Acidification in Puget Sound

Ocean acidification is a global problem that has local effects on the Puget Sound ecosystem. It threatens Washington’s marine wildlife and economy. We are working to determine the causes and impacts of ocean acidification and to identify possible solutions.
We support continued research and monitoring to provide the critical information needed to make decisions about ocean acidification. We are investing in science and working in partnership with scientists, policymakers, and industry experts to prepare Washington for ocean acidification and other adverse effects from a changing climate.

Seawater chemistry is changing with rising in CO2

Ocean acidification is the scientific term used to describe how seawater chemistry is changing due to increased amounts of carbon dioxide (CO2) in the ocean from human activities, such as deforestation and the combustion of fossil fuels. Since the Industrial Revolution, CO2 continues to increase in the atmosphere, some of which is absorbed by the ocean. This extra CO2 has changed the chemistry of seawater, making it more acidic.

As seawater becomes acidic, it contains fewer carbonate ions that are available for marine organisms. This shift in chemistry affects marine organisms that need calcium carbonate to form skeletons and shells. Aquatic species respond in different degrees to the changing ocean chemistry. The changes in ocean chemistry affect the base of the marine food web and ultimately affect shellfish and fish populations, including those harvested by people for food.

A local problem

Locally, Puget Sound and marine waters just off the Washington coast are affected by global ocean acidification when deep ocean water upwells into the coastal zone and enters the Sound and coastal inlets. A number of local factors — including local carbon and nutrient pollution — can increase Puget Sound’s sensitivity to the effects of acidification.

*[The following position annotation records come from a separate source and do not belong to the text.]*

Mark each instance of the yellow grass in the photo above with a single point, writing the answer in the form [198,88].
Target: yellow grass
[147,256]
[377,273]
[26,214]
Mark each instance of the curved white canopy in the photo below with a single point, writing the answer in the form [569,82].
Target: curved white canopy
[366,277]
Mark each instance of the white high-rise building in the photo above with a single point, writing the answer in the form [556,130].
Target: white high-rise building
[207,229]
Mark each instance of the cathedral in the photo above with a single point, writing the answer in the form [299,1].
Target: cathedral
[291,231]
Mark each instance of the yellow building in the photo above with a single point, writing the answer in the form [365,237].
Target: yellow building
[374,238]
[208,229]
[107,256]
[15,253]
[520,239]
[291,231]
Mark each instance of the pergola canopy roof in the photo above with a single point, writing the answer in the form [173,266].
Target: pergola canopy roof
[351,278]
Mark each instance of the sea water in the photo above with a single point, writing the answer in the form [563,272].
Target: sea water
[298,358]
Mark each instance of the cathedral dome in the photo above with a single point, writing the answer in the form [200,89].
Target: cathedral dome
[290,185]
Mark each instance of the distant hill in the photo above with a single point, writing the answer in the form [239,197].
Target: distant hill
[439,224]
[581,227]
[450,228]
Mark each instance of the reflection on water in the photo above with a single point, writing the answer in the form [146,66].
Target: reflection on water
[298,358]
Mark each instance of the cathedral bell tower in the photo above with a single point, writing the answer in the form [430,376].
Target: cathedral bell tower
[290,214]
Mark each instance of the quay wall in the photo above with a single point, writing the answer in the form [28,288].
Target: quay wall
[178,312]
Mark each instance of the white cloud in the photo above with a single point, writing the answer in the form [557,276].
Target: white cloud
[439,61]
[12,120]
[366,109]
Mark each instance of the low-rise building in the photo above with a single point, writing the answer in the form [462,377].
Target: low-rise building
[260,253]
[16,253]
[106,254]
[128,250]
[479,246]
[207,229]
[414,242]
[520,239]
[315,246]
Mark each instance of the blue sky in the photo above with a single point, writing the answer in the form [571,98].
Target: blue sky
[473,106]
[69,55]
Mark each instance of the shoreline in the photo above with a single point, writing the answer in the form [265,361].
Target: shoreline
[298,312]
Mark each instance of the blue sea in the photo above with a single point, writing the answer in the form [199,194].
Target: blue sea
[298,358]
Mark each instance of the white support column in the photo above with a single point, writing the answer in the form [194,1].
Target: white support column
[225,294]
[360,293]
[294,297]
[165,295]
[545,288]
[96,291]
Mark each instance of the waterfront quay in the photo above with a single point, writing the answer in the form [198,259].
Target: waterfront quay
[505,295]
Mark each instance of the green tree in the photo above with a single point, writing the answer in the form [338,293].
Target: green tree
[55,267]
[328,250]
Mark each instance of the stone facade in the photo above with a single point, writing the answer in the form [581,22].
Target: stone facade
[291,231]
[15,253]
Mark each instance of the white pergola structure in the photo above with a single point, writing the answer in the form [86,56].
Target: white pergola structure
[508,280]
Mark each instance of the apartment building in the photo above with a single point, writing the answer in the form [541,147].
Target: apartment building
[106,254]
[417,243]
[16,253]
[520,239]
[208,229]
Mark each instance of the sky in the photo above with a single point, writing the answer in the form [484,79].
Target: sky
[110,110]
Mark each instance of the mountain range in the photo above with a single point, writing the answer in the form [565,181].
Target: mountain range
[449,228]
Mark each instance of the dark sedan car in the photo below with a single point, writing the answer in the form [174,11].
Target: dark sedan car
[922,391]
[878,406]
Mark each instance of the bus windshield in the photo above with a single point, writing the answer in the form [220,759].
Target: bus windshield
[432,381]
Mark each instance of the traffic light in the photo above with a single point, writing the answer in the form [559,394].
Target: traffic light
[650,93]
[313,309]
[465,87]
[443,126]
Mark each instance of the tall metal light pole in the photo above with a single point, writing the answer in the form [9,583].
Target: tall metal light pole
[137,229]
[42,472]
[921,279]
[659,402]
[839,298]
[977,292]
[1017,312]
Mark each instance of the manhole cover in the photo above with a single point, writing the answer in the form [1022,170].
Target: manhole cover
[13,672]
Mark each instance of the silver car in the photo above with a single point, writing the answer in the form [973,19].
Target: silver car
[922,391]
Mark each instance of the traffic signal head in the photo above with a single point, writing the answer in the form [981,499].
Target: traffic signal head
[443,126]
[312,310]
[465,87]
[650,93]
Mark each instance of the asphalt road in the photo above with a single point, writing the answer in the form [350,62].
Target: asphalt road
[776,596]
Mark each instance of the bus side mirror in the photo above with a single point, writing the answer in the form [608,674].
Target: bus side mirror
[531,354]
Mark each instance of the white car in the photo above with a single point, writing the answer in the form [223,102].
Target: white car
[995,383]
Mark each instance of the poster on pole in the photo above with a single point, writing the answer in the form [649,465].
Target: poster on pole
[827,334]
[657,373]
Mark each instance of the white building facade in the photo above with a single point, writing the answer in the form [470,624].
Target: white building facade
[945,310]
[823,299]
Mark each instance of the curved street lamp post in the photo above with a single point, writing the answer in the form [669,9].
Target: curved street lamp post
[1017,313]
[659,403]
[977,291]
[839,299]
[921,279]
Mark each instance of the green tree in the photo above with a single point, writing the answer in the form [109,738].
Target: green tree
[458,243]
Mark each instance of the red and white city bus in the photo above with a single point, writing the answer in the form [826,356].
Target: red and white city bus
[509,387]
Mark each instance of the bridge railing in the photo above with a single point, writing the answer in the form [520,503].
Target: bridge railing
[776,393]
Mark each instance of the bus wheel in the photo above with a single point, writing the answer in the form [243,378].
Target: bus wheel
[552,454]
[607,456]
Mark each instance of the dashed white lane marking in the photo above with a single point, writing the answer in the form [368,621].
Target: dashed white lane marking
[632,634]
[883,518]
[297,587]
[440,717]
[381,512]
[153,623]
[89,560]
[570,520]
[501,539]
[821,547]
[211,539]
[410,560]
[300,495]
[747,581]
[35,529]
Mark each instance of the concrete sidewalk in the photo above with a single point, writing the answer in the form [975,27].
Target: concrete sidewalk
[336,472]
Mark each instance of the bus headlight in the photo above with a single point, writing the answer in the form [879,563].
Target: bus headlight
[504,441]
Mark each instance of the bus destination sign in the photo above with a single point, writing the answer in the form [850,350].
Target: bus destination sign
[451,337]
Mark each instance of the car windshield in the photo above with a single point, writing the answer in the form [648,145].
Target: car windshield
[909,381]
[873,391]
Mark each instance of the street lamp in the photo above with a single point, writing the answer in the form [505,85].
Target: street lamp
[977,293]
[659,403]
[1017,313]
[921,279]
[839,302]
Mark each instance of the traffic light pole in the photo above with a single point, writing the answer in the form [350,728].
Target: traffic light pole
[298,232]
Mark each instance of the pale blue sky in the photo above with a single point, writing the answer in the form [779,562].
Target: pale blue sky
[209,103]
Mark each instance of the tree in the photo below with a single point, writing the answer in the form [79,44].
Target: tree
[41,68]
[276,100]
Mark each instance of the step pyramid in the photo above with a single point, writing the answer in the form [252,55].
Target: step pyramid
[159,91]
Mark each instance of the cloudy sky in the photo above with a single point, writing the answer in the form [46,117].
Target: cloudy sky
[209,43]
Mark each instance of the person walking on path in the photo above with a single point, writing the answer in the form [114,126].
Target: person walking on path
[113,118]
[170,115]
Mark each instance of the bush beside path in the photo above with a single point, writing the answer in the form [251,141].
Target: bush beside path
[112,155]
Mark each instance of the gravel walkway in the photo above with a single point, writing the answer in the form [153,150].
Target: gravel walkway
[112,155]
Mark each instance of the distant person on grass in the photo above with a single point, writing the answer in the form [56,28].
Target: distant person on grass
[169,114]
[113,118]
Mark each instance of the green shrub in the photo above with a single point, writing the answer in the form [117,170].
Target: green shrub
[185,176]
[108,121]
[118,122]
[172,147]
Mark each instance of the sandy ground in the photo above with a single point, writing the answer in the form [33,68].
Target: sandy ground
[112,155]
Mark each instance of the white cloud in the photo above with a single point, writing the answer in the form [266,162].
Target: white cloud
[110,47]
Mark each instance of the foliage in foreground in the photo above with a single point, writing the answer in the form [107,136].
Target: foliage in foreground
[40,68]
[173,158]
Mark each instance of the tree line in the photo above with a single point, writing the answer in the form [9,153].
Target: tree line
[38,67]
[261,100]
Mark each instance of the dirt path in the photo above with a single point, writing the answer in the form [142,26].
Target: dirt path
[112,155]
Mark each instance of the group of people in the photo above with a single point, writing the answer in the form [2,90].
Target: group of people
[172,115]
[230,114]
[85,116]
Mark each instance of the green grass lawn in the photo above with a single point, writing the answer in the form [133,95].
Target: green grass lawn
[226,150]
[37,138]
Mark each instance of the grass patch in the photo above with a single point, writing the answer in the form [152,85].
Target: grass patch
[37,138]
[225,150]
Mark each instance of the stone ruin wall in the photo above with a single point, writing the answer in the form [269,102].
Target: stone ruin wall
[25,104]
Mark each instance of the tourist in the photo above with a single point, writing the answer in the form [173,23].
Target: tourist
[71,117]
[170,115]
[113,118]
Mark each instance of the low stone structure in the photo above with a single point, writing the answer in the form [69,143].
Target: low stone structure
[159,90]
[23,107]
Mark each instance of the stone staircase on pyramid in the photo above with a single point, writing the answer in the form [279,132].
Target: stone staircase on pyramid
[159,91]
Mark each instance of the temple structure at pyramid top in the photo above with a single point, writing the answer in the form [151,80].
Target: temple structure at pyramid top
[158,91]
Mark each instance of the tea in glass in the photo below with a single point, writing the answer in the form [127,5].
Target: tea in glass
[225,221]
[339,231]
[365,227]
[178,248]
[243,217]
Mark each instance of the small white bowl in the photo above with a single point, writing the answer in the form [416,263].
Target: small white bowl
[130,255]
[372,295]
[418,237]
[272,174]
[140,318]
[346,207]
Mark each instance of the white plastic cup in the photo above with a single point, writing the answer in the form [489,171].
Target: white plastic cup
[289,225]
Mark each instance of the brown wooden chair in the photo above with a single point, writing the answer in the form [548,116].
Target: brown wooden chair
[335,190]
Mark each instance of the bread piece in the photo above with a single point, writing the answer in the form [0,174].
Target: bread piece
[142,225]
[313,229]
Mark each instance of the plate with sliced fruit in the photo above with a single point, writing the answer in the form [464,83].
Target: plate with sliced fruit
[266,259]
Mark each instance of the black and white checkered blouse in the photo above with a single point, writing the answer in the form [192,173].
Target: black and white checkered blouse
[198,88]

Acidification has local effects on marine life in Puget Sound and coastal bays. In the summer, upwelled Pacific Ocean water flows inshore and increases acidification. Three factors in Washington compound the effects of global ocean acidification; one is caused by local weather, while the other two can be controlled:

  1. Coastal winds bring deep Pacific Ocean water to the surface in a process called upwelling. This deep, nutrient-rich water is naturally more acidic due to organic matter decomposing in the deep ocean.
  2. Nitrogen loading and organic-matter inputs from various local sources fuel algae growth. This decreases oxygen levels and increases CO2 levels in the water. (insert new page “oxygen levels”)
  3. Local industrial emissions of CO2 and other acidic gases can be absorbed by Puget Sound marine waters.


Acidification can hinder shell development.

Local species are at risk

Washington has a vibrant commercial and recreational shellfish industry that has started to experience adverse effects from ocean acidification. This is expected to get worse over time.
Shellfish and other marine organisms in Puget Sound depend on dissolved calcium to build and maintain their shells and skeletons. These organisms include oysters, clams, mussels, barnacles, and plankton, which in turn are an important food source for salmon, seabirds, whales, and other marine wildlife. The availability of dissolved calcium thus affects the entire ecosystem, including humans.

Washington’s commercial and recreational shellfish industry supports thousands of jobs and contributes tens of millions of dollars to the state’s economy. Acidification threatens the viability of these industries. In fact, the local oyster industry has been combating ocean acidification by adding sodium carbonate into hatchery waters. However, as carbonate levels continue to drop, this stop-gap solution will become less and less effective.